There is much more to this passage than I am focusing on, more that should be contemplated. But for this morning, I have narrowed it to these beginning verses. Jesus called the disciples to labor, but the labor did not end with them. Each generation has called new laborers. We are descendents of those disciples, and we are inheritors of the call. I cannot claim that I have ever managed to do anything that Jesus commanded, other than proclaim the good news about the kingdom coming near. I’m not sure I’ve even done that all that well. I certainly have not cured the sick, raised the dead, cleansed the lepers or cast out demons.
Have you?
But that does not mean that we are not still called to labor, to go into that plentiful harvest. We are called as the disciples were called to shepherd the harassed and the helpless, even as we are also harassed and helpless.

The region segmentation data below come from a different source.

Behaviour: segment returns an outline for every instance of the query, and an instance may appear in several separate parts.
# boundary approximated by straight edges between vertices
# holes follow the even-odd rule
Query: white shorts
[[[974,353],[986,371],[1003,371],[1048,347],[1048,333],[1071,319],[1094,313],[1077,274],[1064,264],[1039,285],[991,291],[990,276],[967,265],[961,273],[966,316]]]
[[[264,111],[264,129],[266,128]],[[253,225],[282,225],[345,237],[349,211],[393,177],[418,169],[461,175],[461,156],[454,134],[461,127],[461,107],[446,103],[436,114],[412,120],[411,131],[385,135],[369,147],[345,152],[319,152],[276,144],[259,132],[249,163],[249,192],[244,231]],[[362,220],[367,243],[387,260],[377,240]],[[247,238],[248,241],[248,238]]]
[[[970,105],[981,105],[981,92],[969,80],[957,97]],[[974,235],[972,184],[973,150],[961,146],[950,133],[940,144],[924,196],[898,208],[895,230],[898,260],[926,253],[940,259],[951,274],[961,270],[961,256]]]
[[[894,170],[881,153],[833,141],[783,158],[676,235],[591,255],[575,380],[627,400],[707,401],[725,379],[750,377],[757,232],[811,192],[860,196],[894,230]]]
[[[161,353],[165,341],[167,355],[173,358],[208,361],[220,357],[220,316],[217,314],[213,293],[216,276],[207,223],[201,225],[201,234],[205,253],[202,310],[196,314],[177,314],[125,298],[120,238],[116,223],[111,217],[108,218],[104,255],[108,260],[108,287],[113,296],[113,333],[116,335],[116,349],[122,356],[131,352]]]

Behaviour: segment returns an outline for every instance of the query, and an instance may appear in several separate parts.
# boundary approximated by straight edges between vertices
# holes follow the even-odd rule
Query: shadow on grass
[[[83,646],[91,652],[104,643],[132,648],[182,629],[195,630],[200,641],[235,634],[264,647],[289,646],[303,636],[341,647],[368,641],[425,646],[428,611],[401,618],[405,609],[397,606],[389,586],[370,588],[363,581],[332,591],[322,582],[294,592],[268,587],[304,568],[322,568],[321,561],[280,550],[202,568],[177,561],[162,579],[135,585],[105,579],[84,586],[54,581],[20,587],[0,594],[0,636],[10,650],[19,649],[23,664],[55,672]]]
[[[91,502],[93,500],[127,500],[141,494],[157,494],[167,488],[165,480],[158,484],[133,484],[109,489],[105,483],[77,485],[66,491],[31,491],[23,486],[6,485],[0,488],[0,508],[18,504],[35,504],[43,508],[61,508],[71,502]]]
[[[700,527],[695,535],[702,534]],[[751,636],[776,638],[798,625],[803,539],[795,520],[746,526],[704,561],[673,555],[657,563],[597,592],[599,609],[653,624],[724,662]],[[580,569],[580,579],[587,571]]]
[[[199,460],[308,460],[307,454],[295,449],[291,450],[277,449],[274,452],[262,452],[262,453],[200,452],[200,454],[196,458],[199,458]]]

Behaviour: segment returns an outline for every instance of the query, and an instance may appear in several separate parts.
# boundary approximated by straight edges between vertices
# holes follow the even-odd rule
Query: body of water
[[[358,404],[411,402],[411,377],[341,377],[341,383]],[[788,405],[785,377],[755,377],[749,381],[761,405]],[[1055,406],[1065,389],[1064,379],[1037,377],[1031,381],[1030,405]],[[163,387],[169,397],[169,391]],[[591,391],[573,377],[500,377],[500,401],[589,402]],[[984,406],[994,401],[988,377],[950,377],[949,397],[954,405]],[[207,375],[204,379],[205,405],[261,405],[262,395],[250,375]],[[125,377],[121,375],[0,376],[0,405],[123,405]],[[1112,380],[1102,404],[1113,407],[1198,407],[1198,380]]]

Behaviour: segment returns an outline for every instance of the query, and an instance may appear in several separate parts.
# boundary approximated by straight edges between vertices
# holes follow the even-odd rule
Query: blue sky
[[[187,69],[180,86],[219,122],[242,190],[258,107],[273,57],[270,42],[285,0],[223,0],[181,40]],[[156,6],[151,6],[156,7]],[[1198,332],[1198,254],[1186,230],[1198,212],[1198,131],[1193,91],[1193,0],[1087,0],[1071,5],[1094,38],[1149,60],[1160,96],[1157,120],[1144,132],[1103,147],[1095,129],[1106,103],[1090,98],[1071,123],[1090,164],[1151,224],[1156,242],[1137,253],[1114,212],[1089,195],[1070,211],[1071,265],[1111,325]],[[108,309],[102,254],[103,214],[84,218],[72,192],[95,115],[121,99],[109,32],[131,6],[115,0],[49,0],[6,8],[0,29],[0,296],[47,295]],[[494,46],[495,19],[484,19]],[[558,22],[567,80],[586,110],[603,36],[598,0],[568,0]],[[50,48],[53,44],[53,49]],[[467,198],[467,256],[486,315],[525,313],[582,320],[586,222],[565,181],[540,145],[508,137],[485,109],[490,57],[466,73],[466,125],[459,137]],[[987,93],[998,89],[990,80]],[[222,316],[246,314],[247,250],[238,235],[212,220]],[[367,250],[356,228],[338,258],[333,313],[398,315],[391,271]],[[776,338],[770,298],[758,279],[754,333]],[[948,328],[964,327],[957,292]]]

Here is the funny thing about following Jesus’ call to be a laborer, to shepherd the lost sheep. When we reach out with compassion, even as we need compassion, miracles do happen. You can be dead in spirit and dead in your soul and yet your body lives on. But someone showing compassion, someone reaching out to you – another harassed and helpless person offering a hand – might give you new hope and new purpose. Isn’t that raising someone from the dead?

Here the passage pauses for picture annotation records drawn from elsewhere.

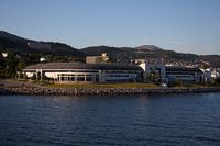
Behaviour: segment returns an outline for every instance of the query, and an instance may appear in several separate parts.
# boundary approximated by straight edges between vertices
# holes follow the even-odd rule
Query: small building
[[[166,82],[166,68],[163,61],[144,61],[139,65],[144,70],[145,80],[147,81],[148,76],[155,76],[156,82]],[[151,80],[151,79],[150,79]]]
[[[101,64],[109,61],[109,56],[107,53],[101,54],[101,56],[86,56],[87,64]]]
[[[28,78],[42,80],[45,76],[57,83],[134,82],[143,78],[139,66],[113,64],[47,63],[28,66],[23,72]]]
[[[204,80],[202,76],[204,74],[199,68],[179,66],[166,67],[167,82],[201,82]]]
[[[212,72],[211,72],[211,69],[200,69],[201,71],[202,71],[202,74],[204,74],[204,82],[211,82],[211,75],[212,75]]]

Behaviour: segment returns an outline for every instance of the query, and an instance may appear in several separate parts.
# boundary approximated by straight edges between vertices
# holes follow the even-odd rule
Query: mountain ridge
[[[178,53],[163,49],[155,45],[142,45],[138,47],[113,47],[100,45],[77,49],[64,43],[33,41],[4,31],[0,31],[0,49],[2,52],[12,49],[20,54],[40,53],[45,55],[72,55],[82,58],[86,56],[97,56],[107,53],[113,63],[130,63],[131,59],[163,58],[167,64],[182,61],[187,65],[194,65],[200,61],[208,61],[210,66],[220,67],[220,55]]]

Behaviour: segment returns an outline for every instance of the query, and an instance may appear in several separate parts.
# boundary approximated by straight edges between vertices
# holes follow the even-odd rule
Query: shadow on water
[[[220,145],[220,93],[1,96],[1,145]]]

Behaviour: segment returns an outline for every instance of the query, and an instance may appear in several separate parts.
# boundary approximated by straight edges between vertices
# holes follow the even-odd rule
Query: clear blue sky
[[[96,45],[220,55],[220,0],[1,0],[0,30]]]

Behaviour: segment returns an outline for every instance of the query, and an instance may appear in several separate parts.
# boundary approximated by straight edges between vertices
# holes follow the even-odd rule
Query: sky
[[[75,48],[156,45],[220,55],[220,0],[0,0],[0,30]]]

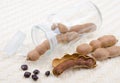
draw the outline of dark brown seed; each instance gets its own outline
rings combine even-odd
[[[34,81],[37,81],[38,80],[38,76],[37,75],[32,75],[32,79],[34,80]]]
[[[28,66],[27,65],[21,65],[21,69],[25,71],[25,70],[28,69]]]
[[[31,75],[31,73],[30,73],[30,72],[25,72],[25,73],[24,73],[24,77],[25,77],[25,78],[29,78],[29,77],[30,77],[30,75]]]
[[[45,75],[46,75],[46,76],[49,76],[49,75],[50,75],[50,71],[46,71],[46,72],[45,72]]]
[[[39,74],[40,71],[36,69],[36,70],[33,71],[33,73],[34,73],[34,74]]]

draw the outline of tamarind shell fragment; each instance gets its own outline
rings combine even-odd
[[[55,64],[57,62],[57,64]],[[65,55],[61,59],[53,60],[53,74],[59,76],[65,70],[69,68],[94,68],[96,66],[96,61],[94,58],[89,56],[82,56],[79,53],[72,55]]]

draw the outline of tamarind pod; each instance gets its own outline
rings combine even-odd
[[[109,57],[116,57],[120,55],[120,46],[111,46],[106,48],[106,50],[109,52]]]
[[[96,30],[96,25],[93,23],[86,23],[82,25],[74,25],[70,28],[69,32],[75,31],[79,34],[88,33]]]

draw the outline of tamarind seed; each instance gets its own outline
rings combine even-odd
[[[38,69],[36,69],[36,70],[33,71],[33,73],[34,73],[34,74],[39,74],[40,71],[39,71]]]
[[[46,75],[46,76],[49,76],[49,75],[50,75],[50,71],[46,71],[46,72],[45,72],[45,75]]]
[[[32,75],[32,79],[33,79],[34,81],[37,81],[37,80],[38,80],[38,76],[37,76],[36,74],[34,74],[34,75]]]
[[[25,72],[25,73],[24,73],[24,77],[25,77],[25,78],[29,78],[29,77],[30,77],[30,75],[31,75],[31,73],[30,73],[30,72]]]
[[[25,70],[27,70],[27,69],[28,69],[28,66],[27,66],[26,64],[21,65],[21,69],[25,71]]]

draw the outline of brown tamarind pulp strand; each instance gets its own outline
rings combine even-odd
[[[106,60],[108,58],[120,56],[120,46],[111,46],[108,48],[98,48],[93,53],[92,56],[96,60]]]
[[[77,56],[76,56],[77,55]],[[66,55],[65,55],[66,56]],[[71,57],[73,56],[73,57]],[[75,57],[74,57],[75,56]],[[59,76],[65,70],[69,68],[94,68],[96,66],[96,61],[94,58],[89,56],[82,56],[80,54],[67,55],[67,59],[63,60],[65,57],[58,59],[58,64],[55,65],[53,69],[53,74]],[[61,60],[61,61],[60,61]],[[53,60],[53,64],[55,64]]]

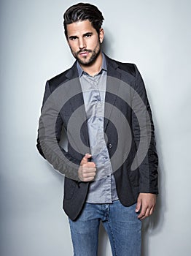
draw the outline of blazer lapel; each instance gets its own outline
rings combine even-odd
[[[105,102],[109,103],[109,105],[105,104],[104,116],[106,117],[104,121],[104,131],[107,127],[109,117],[112,114],[113,107],[115,104],[116,98],[121,83],[121,73],[117,71],[117,64],[106,56],[107,64],[107,81]]]
[[[75,97],[75,99],[72,99],[69,100],[69,104],[71,105],[71,111],[69,113],[69,116],[71,116],[72,113],[78,108],[80,108],[80,114],[78,118],[80,118],[80,121],[82,120],[86,121],[86,113],[85,109],[85,103],[83,94],[82,91],[82,87],[80,84],[80,81],[79,79],[78,71],[77,68],[77,61],[74,64],[72,67],[69,70],[69,72],[66,75],[66,78],[69,79],[69,91],[70,91],[71,99],[72,96]],[[81,135],[82,136],[82,141],[84,141],[86,146],[90,147],[89,143],[89,137],[88,137],[88,129],[87,122],[85,121],[83,124],[83,129],[81,129]],[[80,129],[82,127],[79,127]],[[82,149],[82,148],[81,148]],[[88,152],[85,152],[88,153]]]

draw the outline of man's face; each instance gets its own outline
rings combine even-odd
[[[96,61],[100,54],[104,30],[99,35],[88,20],[77,21],[67,25],[68,43],[74,58],[82,64],[88,66]]]

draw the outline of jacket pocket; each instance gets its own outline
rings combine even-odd
[[[140,178],[139,169],[136,169],[135,170],[130,170],[128,172],[128,176],[131,184],[133,187],[139,187]]]
[[[77,181],[74,181],[72,179],[65,177],[63,194],[63,198],[65,200],[69,200],[72,198],[77,186]]]

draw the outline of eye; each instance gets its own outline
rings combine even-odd
[[[91,37],[92,36],[92,33],[87,33],[85,34],[85,37],[88,38],[88,37]]]
[[[71,41],[74,41],[74,40],[77,39],[77,37],[69,37],[69,39],[70,39]]]

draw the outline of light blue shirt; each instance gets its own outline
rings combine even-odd
[[[90,184],[86,201],[92,203],[109,203],[118,199],[104,139],[104,116],[107,69],[105,56],[104,54],[102,56],[101,69],[93,77],[83,71],[77,62],[87,120],[92,162],[96,165],[96,176],[95,181]]]

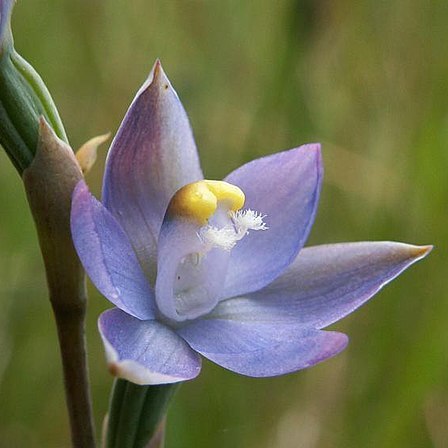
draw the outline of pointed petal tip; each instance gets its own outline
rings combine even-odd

Every week, every day we pray for people who are sick. Sometimes they become well. Sometimes they don’t. But compassion can change a heart. It can open up the way to reconciliation. It can heal old hurts and provide a balm to wounds that run deep, or soften invisible scars.
What about those lepers? Lepers were not only diseased. They were outcast. They were segregated and separated from the community. Who are the lepers who need to be cleansed? Who are the unclean in our midst? Are they the mentally ill, the homeless, the out of work and out of luck? Are they the ones ignored by society? Is a leper the least of these that Jesus spoke of, the ones who are oppressed or forgotten? How can our compassion cleanse them? How can our compassion bring them back into community, into relationship? How can our compassion bring them home?
            And what do we do with this talk of demons? Does Jesus call us to perform exorcisms or is it more about giving people space to and permission to acknowledge and confront the demons that possess them? What possesses you? Is it anger? Envy? Fear? I may not believe in demons in the way they were believed in Jesus’ context. But I know this, depression is a demon. Anxiety is a demon. They are cruel demons that can cripple. But showing compassion, offering compassion, being compassionate can help to drive those demons out.
            At one time or another, all of us feel:
            Harassed and helpless.
            Hapless and hopeless.
Harried and hurried.
Hurting and haggard.
Heartbroken and heartsick.
We are like sheep without a shepherd. But Jesus looked at those people and he had compassion for them. He looks at us and has compassion for us. He acted on his compassion. He called the disciples to do the same.
So we are also called: to be his discples, to be his laborers, to go into a plentiful harvest, with compassion and with love.

Let all God’s children say, “Alleluia!” Amen.